Clinical outcomes of HR(+)HER2(−) metastatic breast cancer patients receiving 1st-line Fulvestrant + CDK4/6i by ESR1mut detected by TBx. Kaplan–Meier plots show rwTTD (A), rwPFS (B), and rwOS (C) for ESR1mut (n = 59) vs ESR1wt (n = 289). Swimmer plot shows rwTTD (each bar represents therapy duration on 1st line of therapy) and rwPFS (dots represent progression) for patients with ESR1mut ordered by specific ERS1mut (D).

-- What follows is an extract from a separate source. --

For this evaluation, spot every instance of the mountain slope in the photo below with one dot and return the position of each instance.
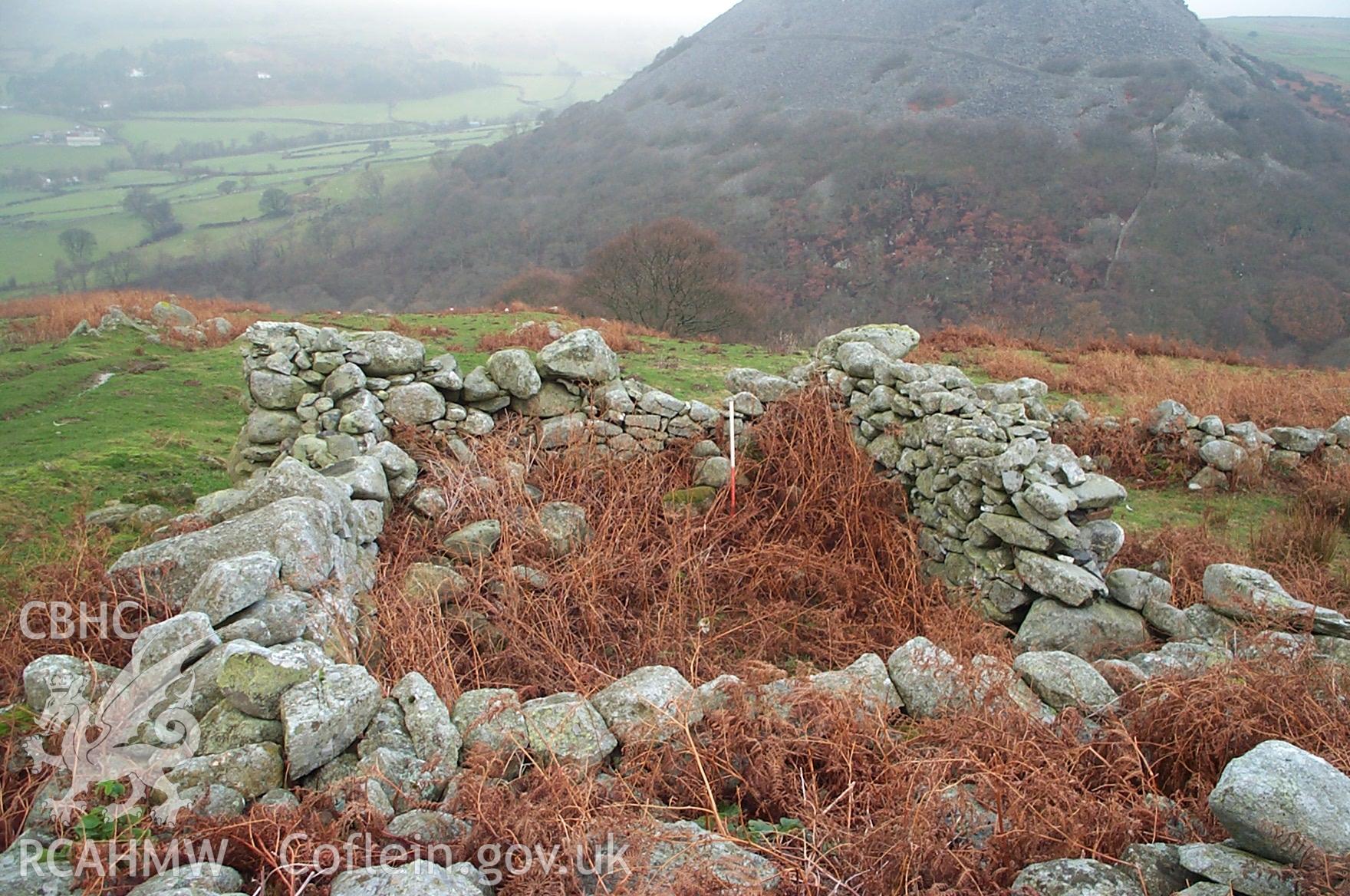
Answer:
(1060, 166)
(1060, 62)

ESR1mut ESR1 mutations, ESR1WT ESR1 wild-type, HR hazard ratio, OS overall survival, PFS progression-free survival, rw real-world, TBx tissue biopsy, TTD time to treatment discontinuation

We further performed multivariable analyses to control for confounding variables and found the independent association of baseline ESR1mut and less favorable rwTTD (HR 2.42, 95% CI 1.47–4.00, p < 0.001), rwPFS (HR 1.79, 95% CI 1.05–3.06, p = 0.033), and rwOS (HR 2.07, 95% CI 0.93–4.58, p = 0.074) in patients receiving 1st-line AI + CDK4/6i, but not in patients receiving Fulvestrant + CDK4/6i (Supplemental Figure S10).